Serialisation with Msgspec

python
TIL
Another Serializer in Python
Author

Mahamadi NIKIEMA

Published

December 22, 2024

While Pydantic is well-known for serialization and validation in Python, I recently discovered msgspec, a lightning-fast library that supports encoding and decoding various formats, including JSON, YAML, TOML, and MessagePack.

Encoding

You can encode Python objects into JSON or MessagePack.

import msgspec

# Encoding as JSON
json_data = msgspec.json.encode({"name": "awesome name"})
print(json_data)

# Encode as msgpack
msgpack_data = msgspec.msgpack.encode({"name": "awesome name"})
print(msgpack_data)
b'{"name":"awesome name"}'
b'\x81\xa4name\xacawesome name'

The Core: msgspec.Struct

The core component is the module msgspec.Struct.

At the heart of msgspec is the Struct class, which provides structure and type safety for your data models.

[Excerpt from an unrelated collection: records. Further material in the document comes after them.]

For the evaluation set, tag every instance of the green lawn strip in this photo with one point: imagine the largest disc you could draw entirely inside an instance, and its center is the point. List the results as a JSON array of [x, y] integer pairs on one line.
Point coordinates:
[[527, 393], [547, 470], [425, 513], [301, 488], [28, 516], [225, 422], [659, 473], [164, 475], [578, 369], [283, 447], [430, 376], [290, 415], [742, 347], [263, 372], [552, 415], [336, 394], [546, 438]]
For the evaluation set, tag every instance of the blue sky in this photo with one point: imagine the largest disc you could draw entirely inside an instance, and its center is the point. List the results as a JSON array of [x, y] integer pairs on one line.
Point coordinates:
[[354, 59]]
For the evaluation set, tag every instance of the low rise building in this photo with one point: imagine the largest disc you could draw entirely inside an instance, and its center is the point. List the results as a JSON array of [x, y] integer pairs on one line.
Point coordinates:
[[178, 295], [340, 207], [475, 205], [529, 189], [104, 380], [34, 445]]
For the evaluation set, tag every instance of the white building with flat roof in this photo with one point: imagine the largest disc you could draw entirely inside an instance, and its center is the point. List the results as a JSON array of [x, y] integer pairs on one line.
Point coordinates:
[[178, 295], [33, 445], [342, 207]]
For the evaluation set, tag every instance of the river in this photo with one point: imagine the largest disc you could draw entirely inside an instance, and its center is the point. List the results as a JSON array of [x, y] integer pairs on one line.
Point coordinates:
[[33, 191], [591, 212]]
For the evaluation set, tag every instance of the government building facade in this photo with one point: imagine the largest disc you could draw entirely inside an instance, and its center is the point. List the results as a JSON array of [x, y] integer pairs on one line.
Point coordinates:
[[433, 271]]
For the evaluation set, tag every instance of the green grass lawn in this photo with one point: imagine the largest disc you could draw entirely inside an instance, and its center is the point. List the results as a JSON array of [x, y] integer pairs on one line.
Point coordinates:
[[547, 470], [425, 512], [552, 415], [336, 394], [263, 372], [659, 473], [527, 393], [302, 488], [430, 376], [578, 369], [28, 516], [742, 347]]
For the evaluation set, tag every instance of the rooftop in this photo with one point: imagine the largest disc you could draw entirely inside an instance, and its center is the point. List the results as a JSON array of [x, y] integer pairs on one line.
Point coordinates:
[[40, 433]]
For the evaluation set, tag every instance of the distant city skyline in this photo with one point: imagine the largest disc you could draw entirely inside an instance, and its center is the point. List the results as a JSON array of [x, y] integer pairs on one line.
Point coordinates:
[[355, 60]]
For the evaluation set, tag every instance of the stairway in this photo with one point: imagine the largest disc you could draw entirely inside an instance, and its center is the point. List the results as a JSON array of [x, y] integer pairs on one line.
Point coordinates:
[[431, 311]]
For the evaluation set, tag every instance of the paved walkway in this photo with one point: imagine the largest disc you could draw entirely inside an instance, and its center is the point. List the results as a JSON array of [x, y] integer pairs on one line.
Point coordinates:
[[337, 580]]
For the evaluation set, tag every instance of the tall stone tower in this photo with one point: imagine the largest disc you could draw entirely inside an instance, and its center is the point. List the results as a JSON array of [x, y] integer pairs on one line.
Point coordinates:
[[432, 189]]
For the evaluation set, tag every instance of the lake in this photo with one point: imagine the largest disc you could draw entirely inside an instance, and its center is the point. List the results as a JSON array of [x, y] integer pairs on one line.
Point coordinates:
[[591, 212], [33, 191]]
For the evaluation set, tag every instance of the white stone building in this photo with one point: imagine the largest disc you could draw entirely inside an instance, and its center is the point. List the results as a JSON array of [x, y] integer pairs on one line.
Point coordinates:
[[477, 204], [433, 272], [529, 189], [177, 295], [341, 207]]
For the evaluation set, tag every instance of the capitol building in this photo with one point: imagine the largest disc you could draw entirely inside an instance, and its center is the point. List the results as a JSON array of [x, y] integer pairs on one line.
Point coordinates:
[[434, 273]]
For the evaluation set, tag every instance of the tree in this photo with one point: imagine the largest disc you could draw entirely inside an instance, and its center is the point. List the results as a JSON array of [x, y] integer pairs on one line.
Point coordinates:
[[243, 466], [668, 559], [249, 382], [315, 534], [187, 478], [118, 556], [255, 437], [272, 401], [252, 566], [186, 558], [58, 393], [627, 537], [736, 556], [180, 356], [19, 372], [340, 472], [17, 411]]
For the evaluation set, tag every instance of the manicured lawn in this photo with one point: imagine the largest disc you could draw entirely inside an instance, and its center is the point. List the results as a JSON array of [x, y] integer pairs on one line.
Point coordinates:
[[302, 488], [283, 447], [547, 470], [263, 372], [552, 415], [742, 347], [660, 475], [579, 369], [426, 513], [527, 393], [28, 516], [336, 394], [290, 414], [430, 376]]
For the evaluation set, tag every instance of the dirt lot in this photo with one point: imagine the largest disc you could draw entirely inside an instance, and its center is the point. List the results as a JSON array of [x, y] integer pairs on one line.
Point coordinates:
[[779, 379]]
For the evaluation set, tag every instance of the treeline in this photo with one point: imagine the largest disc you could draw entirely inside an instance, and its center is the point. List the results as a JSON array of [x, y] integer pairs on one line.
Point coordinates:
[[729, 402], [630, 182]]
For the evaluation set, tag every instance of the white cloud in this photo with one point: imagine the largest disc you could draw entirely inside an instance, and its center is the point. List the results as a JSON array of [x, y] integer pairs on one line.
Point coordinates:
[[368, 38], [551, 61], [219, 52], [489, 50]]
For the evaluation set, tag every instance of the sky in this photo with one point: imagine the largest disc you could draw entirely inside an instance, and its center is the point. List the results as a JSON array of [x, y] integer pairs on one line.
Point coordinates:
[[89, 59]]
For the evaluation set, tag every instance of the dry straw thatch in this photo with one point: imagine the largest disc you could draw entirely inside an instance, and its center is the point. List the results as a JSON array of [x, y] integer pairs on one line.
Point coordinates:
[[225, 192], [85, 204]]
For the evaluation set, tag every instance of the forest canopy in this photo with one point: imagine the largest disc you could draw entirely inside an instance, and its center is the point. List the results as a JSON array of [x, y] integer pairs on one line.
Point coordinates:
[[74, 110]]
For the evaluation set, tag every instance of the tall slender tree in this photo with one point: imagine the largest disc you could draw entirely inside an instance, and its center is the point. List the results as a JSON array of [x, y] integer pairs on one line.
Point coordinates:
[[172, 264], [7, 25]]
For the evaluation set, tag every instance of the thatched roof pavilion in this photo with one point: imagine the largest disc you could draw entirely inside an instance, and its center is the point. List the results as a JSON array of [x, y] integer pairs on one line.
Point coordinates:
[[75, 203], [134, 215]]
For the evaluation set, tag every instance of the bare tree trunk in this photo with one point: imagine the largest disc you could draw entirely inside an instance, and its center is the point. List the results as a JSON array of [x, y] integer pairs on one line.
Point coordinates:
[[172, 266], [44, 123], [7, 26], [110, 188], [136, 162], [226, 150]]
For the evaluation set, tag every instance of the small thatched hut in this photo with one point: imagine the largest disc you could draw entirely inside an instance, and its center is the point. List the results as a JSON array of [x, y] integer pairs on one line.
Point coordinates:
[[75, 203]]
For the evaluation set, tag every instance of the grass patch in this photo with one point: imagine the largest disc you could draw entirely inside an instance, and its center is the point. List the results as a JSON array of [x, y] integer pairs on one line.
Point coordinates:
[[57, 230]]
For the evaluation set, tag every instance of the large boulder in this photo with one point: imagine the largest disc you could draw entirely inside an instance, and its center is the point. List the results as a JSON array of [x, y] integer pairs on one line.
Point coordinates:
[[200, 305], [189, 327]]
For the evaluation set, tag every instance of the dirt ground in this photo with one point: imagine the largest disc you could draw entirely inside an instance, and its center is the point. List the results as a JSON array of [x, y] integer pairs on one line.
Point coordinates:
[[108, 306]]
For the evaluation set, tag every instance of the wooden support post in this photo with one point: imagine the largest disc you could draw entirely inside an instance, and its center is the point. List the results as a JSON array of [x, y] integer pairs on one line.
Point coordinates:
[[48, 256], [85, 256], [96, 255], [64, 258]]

Defining a Structured Mode

import msgspec
from typing import Set


class ConfigStrategy(msgspec.Struct):
    name: str
    language: str
    stop_words: Set[str] = set()


spacy_cfg = ConfigStrategy(name="spacy", language="french")
print(spacy_cfg)
ConfigStrategy(name='spacy', language='french', stop_words=set())

Encoding the data

You can encode the structured object directly into JSON:

msgspec.json.encode(spacy_cfg)
b'{"name":"spacy","language":"french","stop_words":[]}'

Decoding the data

JSON Decoding

By default, msgspec does not perform type validation during the decoding:

msgspec.json.decode(b'{"name":"spacy","language":"french","stop_words":[]}')
{'name': 'spacy', 'language': 'french', 'stop_words': []}

Type Validation

msgspec makes it easy to decode serialized data into a structured object, complete with type validation:

msgspec.json.decode(b'{"name":"spacy","language":"french","stop_words":[]}', type=ConfigStrategy)
ConfigStrategy(name='spacy', language='french', stop_words=set())

If you’re looking for a high-performance alternative to libraries like Pydantic, give msgspec a try!